Phase-Only Positioning in Distributed MIMO Under Phase Impairments: AP Selection Using Deep Learning
Fatih Ayten, Musa Furkan Keskin, Akshay Jain, Mehmet C. Ilter, Ossi Kaltiokallio, Jukka Talvitie, Elena Simona Lohan, Mikko Valkama
TL;DR
This work tackles centimeter-level localization using carrier phase observations in a distributed MIMO setting under phase synchronization errors. It combines a hyperbola-intersection-based phase-only positioning with a deep-learning AP-selection framework that chooses two ambiguities to minimize the localization error, and it trains a differential ambiguity estimator followed by a regression-based selector to enable robust operation. Two-step training with phase-perturbation-aware data yields near-ideal accuracy (e.g., 95th percentile errors well below 1 cm) while reducing inference complexity by about 19.7% compared to using all ambiguities. The results demonstrate that phase-only positioning, when augmented with learning-based AP selection, can reliably achieve cm-level localization in realistic 6G deployments and offer practical latency benefits through localized processing and reduced computation at the central unit.
Abstract
Carrier phase positioning (CPP) can enable cm-level accuracy in next-generation wireless systems, while recent literature shows that accuracy remains high using phase-only measurements in distributed MIMO (D-MIMO).

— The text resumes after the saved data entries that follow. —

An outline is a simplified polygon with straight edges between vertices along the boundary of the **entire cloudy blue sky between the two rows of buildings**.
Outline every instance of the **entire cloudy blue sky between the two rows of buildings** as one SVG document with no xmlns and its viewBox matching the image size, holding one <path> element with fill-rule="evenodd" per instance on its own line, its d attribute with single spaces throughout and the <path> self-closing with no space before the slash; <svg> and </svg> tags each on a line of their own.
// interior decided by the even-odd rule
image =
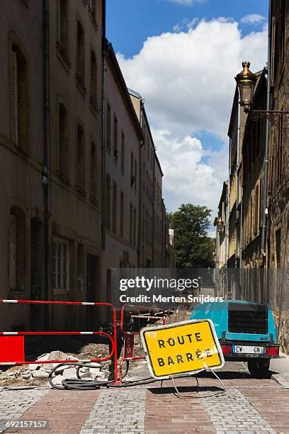
<svg viewBox="0 0 289 434">
<path fill-rule="evenodd" d="M 108 0 L 107 37 L 140 92 L 169 211 L 215 216 L 227 179 L 227 129 L 242 60 L 266 65 L 267 0 Z"/>
</svg>

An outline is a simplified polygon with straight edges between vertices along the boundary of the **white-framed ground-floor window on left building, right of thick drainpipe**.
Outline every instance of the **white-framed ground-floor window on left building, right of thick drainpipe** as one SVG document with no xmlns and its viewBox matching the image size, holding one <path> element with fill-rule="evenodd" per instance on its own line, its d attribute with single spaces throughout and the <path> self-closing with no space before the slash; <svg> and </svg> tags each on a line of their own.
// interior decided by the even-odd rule
<svg viewBox="0 0 289 434">
<path fill-rule="evenodd" d="M 53 238 L 52 286 L 55 292 L 69 292 L 69 241 Z"/>
</svg>

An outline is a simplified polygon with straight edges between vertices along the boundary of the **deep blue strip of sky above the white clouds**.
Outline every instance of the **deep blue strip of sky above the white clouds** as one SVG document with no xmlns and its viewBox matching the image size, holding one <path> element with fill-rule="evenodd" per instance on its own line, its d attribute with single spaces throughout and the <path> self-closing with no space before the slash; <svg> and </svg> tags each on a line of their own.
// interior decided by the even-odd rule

However, the impact of phase synchronization errors on such systems remains insufficiently explored. To address this gap, we first show that the proposed hyperbola intersection method achieves highly accurate positioning even in the presence of phase synchronization errors, when trained on appropriate data reflecting such impairments. We then introduce a deep learning (DL)-based D-MIMO antenna point (AP) selection framework that ensures high-precision localization under phase synchronization errors. Simulation results show that the proposed framework improves positioning accuracy compared to prior-art methods, while reducing inference complexity by approximately 19.7%.